Sample procedure using DGTT
CREATE PROCEDURE TT_TEST_DGTT
                (OUT OUT_CNT_OF_ROWS_TABLE INTEGER)
    VERSION V1  LANGUAGE SQL  APPLCOMPAT V11R1 NOT DETERMINISTIC  
        DYNAMIC RESULT SETS 1 -- QUANTITY OF OPEN CURSORS AFTER EXECUTION 
        QUALIFIER DBCDBD1 -- FOR UNQUALIFIED DB2 OBJECTS (SUCH AS TABLES!)
        PACKAGE OWNER DBCDBD1 -- OWNER OF PROCEDURE ... FOR AUTHORITY
        ISOLATION LEVEL CS
    WLM ENVIRONMENT FOR DEBUG MODE DDBCDBG1 -- IF DEBUGGING, THEN debug here
    ASUTIME LIMIT 800000 -- REASONABLE LIMIT ON SERVICE UNITS (CPU)
 
P1: BEGIN
 
-- DECLARE DGTT
DECLARE GLOBAL TEMPORARY TABLE DGTT01
( TBCREATOR VARCHAR(128)
, TBNAME VARCHAR(128)
, NAME VARCHAR(128)
, COLNO SMALLINT)
on commit drop table
;
--  DECLARE CURSOR
BEGIN
 DECLARE CUR1 CURSOR WITH RETURN FOR
  SELECT * FROM SESSION.DGTT01
 ;
-- INSERT INTO DGTT
INSERT INTO SESSION.DGTT01
(TBCREATOR, TBNAME, NAME, COLNO)
SELECT TBCREATOR, TBNAME, NAME, COLNO
FROM SYSIBM.SYSCOLUMNS
WHERE 1=1
  AND RAND() < 0.50
FETCH FIRST 0010 ROWS ONLY
;
-- COUNT ROWS IN DGTT
SELECT COUNT(*) INTO OUT_CNT_OF_ROWS_TABLE FROM SESSION.DGTT01;
 
-- OPEN CURSOR
 OPEN CUR1;
END;

END P1#

A few final thoughts on DGTT and LOGGED vs NOT LOGGED

This is not exactly related to the previous topics… but it is an interesting consideration when defining a DGTT.

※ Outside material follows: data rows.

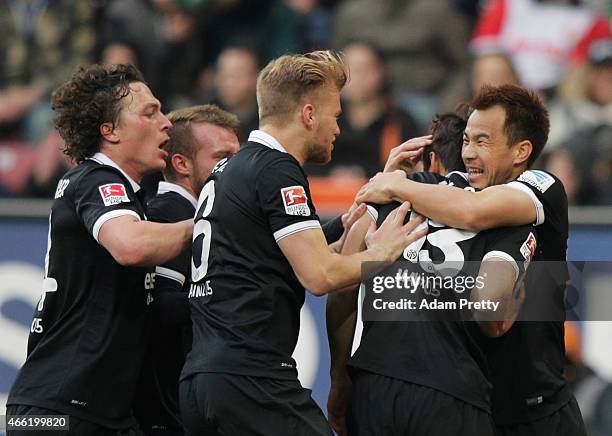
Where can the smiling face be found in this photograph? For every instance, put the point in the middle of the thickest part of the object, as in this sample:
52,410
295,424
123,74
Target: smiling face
488,158
141,132
327,109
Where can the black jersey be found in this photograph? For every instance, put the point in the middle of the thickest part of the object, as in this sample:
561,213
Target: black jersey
527,362
245,298
89,331
156,406
443,355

A DGTT allows you to optionally specify LOGGED vs NOT LOGGED (since V11)

AS usual with DB2, the default is LOGGED. Logging is generally good.

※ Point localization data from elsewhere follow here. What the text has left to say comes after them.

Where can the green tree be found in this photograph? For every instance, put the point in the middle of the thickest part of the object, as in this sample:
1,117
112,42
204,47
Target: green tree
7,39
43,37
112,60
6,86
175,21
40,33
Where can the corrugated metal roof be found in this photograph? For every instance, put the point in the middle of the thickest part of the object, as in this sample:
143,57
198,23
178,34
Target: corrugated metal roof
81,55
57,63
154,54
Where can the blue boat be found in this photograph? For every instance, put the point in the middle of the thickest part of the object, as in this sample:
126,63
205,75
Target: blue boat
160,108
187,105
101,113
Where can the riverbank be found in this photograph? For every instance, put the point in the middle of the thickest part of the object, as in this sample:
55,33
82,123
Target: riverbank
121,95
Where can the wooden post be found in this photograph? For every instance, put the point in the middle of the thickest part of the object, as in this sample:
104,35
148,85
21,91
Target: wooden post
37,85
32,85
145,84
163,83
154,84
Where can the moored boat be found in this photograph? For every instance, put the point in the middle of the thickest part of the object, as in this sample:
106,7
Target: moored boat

The NOT LOGGED will have a performance benefit when you populate the DGTT. You avoid writing to “log” and the CPU cost of writing to the “log”. The benefit is not as much as one might expect. Especially CPU. But it is something. But if it is many many rows then you will definitely save LOG space. You will avoid filling up the “log” with low-value log records.

An interesting caveat is about when the DGTT has a unique index.

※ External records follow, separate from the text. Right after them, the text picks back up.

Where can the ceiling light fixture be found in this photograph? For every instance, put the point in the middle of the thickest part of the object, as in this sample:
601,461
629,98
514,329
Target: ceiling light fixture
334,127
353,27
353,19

If you get halfway through INSERT data into the DGTT and receive SQLCODE -803 for attempting to insert a row that will violate the unique index constraint, then the DGTT will be emptied if it is NOT LOGGED. If it is LOGGED, then the DGTT will continue to hold the previous rows. Be careful of this difference in behavior!

In general, one should use the default of DGTT of “LOGGED” unless one has a specific reason to use NOT LOGGED. Think about it!